Picture the air molecules as a string stretched between two points. If someone were to press down on the string in the direct center, that would disturb the string, causing a ripple. If, as you pressed on the string on one side, someone else were to press on the string from the opposite side at the exact same place with the exact same force, the string would barely move. Although this visual doesn’t precisely communicate how sound waves work, it helps you to picture how a wave, when matched with its opposite in phase, is effectively cancelled out.

Active-noise-cancelling headphones use tiny microphones on the inside (and sometimes the outside) of the earcups to process the sound headed toward your ears and immediately play the opposite phase of that sound through the headphone drivers. The opposing forces effectively reduce the air-molecule movement, and you get a reduction in perceptible sound. Again, this description is a simplification, but it’s the basic concept that all ANC headphone designs currently go by.

Animation: Wirecutter

Generally speaking, this type of active noise cancellation is most effective on lower frequencies of sound, between 50 Hz and 1 kHz. (If you’re curious about what 1 kHz sounds like, watch this video.) This is partly because lower frequencies produce longer waveforms that are easier to line up properly. Also, at higher frequencies, if the waveforms don’t line up just right, you’re more likely to encounter feedback. So most active-noise-cancelling headphones have a noticeable dip in usefulness right at the 1 kHz point.

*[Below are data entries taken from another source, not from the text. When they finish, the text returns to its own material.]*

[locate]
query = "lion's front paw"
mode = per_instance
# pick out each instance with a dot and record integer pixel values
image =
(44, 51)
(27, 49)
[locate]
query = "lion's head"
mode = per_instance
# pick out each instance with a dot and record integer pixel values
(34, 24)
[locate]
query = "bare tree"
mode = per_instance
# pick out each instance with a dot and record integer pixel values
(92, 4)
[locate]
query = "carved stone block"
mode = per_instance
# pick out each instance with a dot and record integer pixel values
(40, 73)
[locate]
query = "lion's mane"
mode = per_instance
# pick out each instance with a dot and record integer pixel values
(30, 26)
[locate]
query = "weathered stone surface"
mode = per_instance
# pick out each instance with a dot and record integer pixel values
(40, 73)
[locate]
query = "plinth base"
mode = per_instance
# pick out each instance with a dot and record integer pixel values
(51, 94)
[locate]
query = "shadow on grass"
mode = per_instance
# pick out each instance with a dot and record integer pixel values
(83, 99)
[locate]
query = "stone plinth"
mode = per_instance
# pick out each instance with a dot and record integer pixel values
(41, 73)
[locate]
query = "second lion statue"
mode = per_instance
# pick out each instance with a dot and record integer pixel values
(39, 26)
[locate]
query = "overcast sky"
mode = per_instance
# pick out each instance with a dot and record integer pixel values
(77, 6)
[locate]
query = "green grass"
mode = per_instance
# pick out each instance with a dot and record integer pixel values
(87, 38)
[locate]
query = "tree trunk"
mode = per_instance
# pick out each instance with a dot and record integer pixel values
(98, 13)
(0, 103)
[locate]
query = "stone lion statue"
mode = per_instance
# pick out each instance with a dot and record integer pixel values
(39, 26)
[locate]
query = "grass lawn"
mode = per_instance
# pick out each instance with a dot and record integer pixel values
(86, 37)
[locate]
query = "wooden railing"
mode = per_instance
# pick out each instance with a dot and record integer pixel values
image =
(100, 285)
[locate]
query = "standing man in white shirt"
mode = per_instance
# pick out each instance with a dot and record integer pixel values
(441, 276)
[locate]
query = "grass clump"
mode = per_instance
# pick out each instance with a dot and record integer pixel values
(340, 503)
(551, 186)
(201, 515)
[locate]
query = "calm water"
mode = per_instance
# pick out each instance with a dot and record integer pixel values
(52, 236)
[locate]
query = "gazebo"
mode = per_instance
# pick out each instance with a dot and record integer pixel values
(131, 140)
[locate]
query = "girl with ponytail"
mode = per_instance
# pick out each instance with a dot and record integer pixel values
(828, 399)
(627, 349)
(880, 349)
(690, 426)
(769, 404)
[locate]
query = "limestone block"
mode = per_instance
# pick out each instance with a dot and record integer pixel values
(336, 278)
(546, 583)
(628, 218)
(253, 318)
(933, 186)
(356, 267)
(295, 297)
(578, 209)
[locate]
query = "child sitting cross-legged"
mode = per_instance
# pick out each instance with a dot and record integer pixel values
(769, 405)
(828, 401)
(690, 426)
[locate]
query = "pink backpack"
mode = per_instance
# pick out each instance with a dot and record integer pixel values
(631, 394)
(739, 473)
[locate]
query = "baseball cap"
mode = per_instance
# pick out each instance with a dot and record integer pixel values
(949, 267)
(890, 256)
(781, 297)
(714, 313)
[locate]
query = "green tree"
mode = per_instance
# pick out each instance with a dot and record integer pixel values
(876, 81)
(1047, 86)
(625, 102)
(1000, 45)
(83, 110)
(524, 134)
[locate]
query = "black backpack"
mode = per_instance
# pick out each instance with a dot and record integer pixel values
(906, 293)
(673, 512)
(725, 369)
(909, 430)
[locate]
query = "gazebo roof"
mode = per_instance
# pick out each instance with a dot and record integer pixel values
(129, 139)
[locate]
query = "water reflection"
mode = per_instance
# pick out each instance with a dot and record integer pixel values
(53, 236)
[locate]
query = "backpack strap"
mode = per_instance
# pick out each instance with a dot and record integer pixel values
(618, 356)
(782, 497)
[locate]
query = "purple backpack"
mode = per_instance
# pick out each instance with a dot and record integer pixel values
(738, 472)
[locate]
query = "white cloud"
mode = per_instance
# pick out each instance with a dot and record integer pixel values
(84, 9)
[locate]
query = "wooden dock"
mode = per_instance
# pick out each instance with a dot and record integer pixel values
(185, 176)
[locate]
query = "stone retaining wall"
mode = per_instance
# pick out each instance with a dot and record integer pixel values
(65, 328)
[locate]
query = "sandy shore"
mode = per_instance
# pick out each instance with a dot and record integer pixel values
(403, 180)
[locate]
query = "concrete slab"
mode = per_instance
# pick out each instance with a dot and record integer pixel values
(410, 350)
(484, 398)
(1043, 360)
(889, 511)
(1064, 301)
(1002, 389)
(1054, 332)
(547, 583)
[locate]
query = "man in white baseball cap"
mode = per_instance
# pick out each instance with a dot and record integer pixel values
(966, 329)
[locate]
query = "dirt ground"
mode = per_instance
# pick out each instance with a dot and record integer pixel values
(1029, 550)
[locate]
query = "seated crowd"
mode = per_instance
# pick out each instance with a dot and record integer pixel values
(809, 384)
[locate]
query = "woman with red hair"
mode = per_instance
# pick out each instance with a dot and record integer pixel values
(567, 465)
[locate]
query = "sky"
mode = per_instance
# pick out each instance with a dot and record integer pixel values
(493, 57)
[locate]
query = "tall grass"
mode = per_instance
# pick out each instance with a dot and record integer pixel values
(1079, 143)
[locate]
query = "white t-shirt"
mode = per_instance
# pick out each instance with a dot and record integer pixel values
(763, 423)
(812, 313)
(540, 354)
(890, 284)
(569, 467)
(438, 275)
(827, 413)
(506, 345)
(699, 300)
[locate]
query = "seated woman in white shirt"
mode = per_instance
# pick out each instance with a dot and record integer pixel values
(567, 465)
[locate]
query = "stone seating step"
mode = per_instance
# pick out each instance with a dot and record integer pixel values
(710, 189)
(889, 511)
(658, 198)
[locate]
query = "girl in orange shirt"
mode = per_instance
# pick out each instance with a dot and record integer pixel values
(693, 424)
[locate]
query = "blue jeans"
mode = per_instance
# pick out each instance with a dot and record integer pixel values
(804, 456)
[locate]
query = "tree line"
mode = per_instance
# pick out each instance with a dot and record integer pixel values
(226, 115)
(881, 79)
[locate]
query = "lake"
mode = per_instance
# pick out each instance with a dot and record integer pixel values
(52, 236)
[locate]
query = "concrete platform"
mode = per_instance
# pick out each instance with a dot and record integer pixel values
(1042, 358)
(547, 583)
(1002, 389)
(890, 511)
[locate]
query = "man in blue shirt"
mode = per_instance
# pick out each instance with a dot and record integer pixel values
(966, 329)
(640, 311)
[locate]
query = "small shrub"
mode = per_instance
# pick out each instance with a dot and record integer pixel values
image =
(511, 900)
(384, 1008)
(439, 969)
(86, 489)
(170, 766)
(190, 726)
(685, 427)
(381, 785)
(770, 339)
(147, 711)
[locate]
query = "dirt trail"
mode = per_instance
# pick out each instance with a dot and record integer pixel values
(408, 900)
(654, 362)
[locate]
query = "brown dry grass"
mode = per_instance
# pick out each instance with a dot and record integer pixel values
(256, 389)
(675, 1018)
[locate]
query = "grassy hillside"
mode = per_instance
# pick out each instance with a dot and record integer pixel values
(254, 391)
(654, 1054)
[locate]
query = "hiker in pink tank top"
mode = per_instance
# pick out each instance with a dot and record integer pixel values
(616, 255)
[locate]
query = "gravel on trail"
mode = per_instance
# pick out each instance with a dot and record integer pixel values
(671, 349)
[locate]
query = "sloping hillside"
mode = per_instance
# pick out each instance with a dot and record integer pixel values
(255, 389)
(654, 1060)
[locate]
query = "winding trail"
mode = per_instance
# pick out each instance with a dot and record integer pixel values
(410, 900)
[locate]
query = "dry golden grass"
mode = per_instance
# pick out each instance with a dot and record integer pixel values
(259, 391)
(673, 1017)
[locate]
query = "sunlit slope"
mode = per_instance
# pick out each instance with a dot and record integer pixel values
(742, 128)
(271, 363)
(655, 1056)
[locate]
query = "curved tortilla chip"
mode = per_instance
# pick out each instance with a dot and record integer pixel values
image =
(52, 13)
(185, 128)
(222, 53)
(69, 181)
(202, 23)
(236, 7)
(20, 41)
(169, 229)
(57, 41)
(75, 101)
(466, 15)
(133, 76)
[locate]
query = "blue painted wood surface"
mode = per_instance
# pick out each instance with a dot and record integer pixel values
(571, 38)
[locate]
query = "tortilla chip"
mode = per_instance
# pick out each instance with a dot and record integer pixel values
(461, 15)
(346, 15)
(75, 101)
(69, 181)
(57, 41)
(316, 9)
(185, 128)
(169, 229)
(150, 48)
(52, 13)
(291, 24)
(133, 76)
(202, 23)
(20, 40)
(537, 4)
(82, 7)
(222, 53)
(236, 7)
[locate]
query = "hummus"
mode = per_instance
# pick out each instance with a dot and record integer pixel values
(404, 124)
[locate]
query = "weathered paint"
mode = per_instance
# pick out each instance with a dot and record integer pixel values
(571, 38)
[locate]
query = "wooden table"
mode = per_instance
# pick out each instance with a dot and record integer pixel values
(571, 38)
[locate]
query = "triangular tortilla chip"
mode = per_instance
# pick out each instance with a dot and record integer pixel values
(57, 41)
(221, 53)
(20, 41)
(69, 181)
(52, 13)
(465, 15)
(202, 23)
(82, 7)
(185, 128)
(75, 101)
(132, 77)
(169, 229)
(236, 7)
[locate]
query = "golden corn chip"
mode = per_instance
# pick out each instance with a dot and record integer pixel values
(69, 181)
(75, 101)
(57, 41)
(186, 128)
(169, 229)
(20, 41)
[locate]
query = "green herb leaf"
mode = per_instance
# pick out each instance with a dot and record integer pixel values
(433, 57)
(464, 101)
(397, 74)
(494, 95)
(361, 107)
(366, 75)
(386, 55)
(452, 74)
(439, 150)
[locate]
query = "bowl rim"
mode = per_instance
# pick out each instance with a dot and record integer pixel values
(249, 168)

This is why ANC is better suited for reducing low, sustained sounds like those of motors and airplane engines, and it’s why such headphones can’t filter out screaming kids. (We’ve talked with researchers who say there are ANC concepts in the works that would do a better job with higher frequencies, but that technology is likely still a few years away.)

What type of headphone should you buy?

For frequent flyers or folks who want to ignore an annoying air conditioner hum, active-noise-cancelling headphones are a great option. But what if you want to block out human voices or barking dogs? Well, that’s where passive isolation comes in. Passive isolation is a physical barrier between your ears and the sounds you don’t want to hear. Many of the best—and, usually, the most expensive—noise-cancelling headphones are equipped with earcups and earpads designed to block as much mid- and high-frequency noise as possible while remaining comfortable. So you get the best of both worlds: active and passive noise reduction.

However, if you’re looking to block out only human voices and other higher-frequency sounds, a pair of less expensive, passive headphones might serve you just as well. Nearly all closed-back, over-ear headphones—especially those designed for recording—do a solid job of attenuating the sounds of kids playing, workmates chatting, and dogs barking.